Ming złamał stopę w czasie świetnej serii w drugiej rundzie playoff z LA Lakers. Teraz, ten z pozoru nie wyglądający szczególnie groźnie uraz, może zaważyć na przyszłości Rockets. Biorąc pod uwagę, że w Houston nie ma już Mutombo, to jedynymi graczami zdolnymi do gry pod koszem są Louis Scola, Chuck Hayes i Carl Landry – obaj niscy nawet jak na swoją nominalną pozycję silnego skrzydłowego. Może to spowodować wzmożone zainteresowanie Rockets na rynku w poszukiwaniu wartościowego centra. Do wzięcia na zasadzie wygasających kontraktów są m.in. : Chris Andersen, Zydrunas Ilgauskas (jeśli zdecyduja się opuścić Cavs, co jest raczej małoprawdopodobne), Mehmet Okur (Jazz chcą przedłużyć z nim kontrakt, problemem może się okazać jedynie jego pensja), Jarmaine O’Neal (ma w kontrakcie tzw. opcję zawodniczą), czy Marcin Gortat.
Najbardziej prawdopodobnym scenariuszem wydaje się nam zatrudnienie Andersena, który świetnie by pasował do niezwykle twardej drużyny Rockets. Jednak nie będzie to proste – po świetnym sezonie Chris ma wiele ofert z całej ligi.

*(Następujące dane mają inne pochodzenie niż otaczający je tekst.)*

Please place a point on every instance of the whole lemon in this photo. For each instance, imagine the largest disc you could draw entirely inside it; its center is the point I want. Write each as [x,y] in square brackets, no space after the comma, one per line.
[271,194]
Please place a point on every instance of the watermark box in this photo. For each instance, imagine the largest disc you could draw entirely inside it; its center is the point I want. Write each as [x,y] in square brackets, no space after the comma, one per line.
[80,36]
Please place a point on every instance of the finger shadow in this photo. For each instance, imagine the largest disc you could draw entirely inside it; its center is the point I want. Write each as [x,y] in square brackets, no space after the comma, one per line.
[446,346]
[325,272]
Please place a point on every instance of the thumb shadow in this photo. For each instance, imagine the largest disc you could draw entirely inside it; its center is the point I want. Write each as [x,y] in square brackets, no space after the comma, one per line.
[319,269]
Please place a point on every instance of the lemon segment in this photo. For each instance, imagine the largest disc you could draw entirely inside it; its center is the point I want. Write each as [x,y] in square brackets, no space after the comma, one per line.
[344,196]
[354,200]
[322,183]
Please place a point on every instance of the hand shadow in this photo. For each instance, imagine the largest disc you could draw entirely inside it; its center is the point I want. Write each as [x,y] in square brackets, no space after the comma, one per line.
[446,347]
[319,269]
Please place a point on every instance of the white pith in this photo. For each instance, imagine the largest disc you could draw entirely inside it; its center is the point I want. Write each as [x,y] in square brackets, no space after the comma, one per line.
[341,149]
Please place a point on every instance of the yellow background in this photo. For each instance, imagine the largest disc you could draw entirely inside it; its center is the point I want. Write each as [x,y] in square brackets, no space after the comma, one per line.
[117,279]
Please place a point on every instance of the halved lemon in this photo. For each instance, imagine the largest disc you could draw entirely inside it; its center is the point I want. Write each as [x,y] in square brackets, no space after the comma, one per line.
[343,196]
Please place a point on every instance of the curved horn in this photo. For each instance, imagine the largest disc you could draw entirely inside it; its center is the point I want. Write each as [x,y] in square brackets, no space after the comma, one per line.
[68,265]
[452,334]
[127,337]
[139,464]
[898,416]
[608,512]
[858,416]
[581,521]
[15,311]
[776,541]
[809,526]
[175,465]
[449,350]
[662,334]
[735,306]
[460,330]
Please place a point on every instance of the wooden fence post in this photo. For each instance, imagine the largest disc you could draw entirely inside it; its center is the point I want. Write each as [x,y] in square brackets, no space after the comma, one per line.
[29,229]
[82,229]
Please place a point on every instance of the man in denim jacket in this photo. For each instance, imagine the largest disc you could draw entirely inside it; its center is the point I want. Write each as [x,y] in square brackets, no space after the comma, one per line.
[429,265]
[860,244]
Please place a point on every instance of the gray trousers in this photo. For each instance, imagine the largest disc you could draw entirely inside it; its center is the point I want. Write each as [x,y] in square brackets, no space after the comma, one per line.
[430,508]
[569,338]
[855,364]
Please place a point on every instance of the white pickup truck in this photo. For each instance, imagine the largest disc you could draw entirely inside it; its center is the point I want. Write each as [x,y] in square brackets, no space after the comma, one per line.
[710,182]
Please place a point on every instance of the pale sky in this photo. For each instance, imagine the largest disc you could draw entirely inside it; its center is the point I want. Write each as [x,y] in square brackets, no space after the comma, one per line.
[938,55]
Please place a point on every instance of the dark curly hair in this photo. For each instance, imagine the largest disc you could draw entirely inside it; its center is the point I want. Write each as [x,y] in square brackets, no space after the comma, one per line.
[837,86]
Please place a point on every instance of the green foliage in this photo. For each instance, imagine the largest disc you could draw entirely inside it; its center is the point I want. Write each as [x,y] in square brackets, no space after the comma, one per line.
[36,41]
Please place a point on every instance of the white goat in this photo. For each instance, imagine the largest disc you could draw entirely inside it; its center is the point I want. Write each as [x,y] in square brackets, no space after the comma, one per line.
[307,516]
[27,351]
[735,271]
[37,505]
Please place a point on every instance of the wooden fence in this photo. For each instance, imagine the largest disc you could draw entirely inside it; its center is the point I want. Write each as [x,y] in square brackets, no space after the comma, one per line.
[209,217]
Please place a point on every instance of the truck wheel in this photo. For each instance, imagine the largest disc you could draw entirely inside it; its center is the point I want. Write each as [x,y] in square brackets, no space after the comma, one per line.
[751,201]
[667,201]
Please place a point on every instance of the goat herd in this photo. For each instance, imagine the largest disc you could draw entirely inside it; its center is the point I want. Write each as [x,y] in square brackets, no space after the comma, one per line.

Yao Ming został wybrany w drafcie 2002 roku z nr 1-szym przez Houston Rockets. W czasie 7-letniej kariery w NBA zawsze znajdował miejsce w meczu gwiazd. Jego średnie z całej kariery są imponujące 19.1 pkt/mecz (w ostatnim sezonie : 19.7), 9.3 zb/mecz (analogicznie 9.9) i 1.9 bl/mecz (1.9). Gigant z Szanghaju (mieży 228 cm) dał się poznać także jako świetny wykonawca rzutów wolnych (rzadkość wśród graczy wysokich), ale także jako żartowniś (to już rzadkością nie jest).
Dodatkowe problemy Rakiet to wciąż niezaleczona kontuzja Tracy McGrady’ego i wygasający kontrakt Rona Artest’a.